The pattern generalizes past this one bug. Anywhere a wrapper enforces a side-channel concern—a timeout, a retry cap, a circuit breaker, a rate limit, an audit log, a kill switch—the safest signature requires the wrapped operation to receive the side-channel object as a parameter. Closure-captured side channels rely on the inner function knowing they exist. If the inner function is written by a different person on a different day, that knowledge is the brake hose nobody connected. The Therac-25 radiation therapy machine in the late nineteen-eighties killed six patients with the same shape of bug. The operator’s UI showed a treatment-configured interlock. The interlock was a software flag. The flag could be set independently of the actual physical state of the magnetic deflection hardware. A fast operator typing the prescription quickly could set the flag while the magnets were still in the wrong physical configuration, delivering raw electron beam at X-ray intensity to a patient positioned for a low-dose treatment. The Nancy Leveson investigation report from nineteen-ninety-three named the failure mode precisely. The safety check was UI-level. The protected resource was hardware-level. They weren’t connected. The same pattern, four decades apart, on a freight train and in a radiation therapy room and in a record button.

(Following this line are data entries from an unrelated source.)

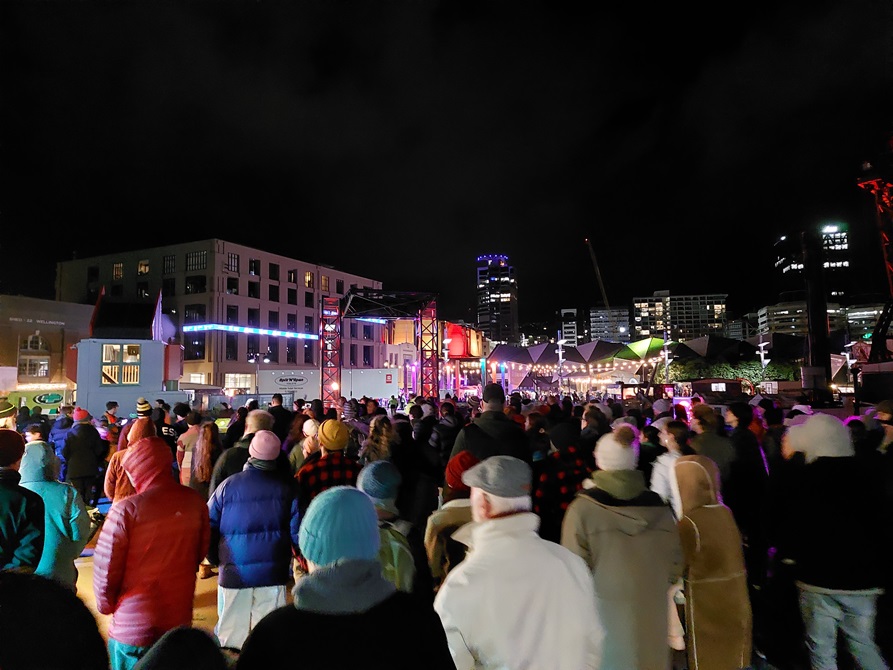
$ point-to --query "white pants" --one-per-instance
(239, 610)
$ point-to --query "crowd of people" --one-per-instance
(500, 532)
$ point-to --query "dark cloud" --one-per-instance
(399, 140)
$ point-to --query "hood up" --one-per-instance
(697, 481)
(39, 464)
(148, 462)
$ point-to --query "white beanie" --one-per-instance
(820, 435)
(612, 453)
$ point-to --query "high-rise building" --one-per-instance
(611, 325)
(497, 299)
(680, 317)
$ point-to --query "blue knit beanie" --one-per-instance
(340, 523)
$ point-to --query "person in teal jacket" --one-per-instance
(66, 522)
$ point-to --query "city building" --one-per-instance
(497, 299)
(679, 317)
(610, 324)
(237, 310)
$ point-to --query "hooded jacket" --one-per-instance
(66, 522)
(718, 616)
(149, 549)
(627, 536)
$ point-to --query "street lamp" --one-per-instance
(257, 360)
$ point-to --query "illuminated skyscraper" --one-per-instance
(497, 299)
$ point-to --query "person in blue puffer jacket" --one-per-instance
(66, 522)
(253, 516)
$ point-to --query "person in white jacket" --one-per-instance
(517, 600)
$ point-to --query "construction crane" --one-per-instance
(877, 179)
(598, 274)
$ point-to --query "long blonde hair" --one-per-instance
(208, 441)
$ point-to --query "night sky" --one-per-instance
(400, 140)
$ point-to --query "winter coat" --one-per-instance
(628, 537)
(66, 522)
(251, 515)
(718, 616)
(505, 437)
(149, 549)
(352, 617)
(21, 524)
(83, 451)
(502, 612)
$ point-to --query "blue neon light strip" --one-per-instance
(203, 327)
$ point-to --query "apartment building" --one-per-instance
(237, 310)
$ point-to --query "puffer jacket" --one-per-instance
(251, 515)
(149, 549)
(66, 523)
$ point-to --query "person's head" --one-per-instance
(143, 408)
(12, 448)
(674, 435)
(493, 397)
(500, 485)
(258, 419)
(265, 445)
(618, 450)
(333, 435)
(33, 433)
(381, 480)
(738, 414)
(340, 525)
(30, 606)
(819, 435)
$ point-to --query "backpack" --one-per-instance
(395, 556)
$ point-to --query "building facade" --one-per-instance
(497, 299)
(679, 317)
(234, 307)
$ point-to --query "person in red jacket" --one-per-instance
(147, 556)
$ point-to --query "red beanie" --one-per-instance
(456, 466)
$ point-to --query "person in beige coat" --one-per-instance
(718, 618)
(628, 537)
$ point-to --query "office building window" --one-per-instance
(196, 284)
(196, 260)
(168, 287)
(194, 349)
(194, 313)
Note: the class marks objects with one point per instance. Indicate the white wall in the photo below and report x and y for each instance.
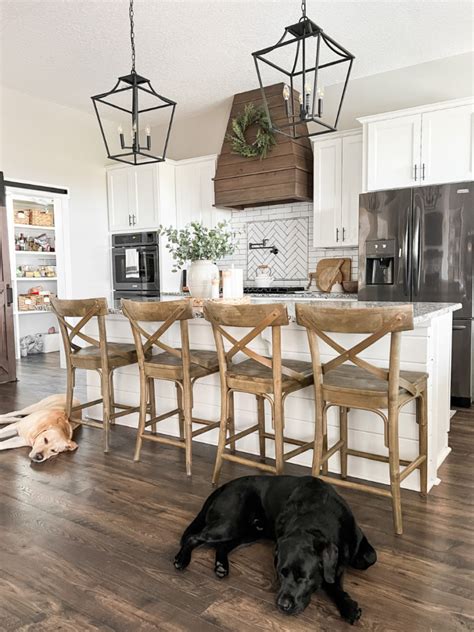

The three fixes shipped today are small. The record button shipped yesterday. Tomorrow’s session takes the verification back into the browser against a backend that finally answers two-hundred for the right reasons and four-hundred for the right reasons and never just hangs. The button isn’t the proof. The end-to-end pass is the proof. What today’s session bought was the difference between an artifact that looked complete and an artifact that actually was.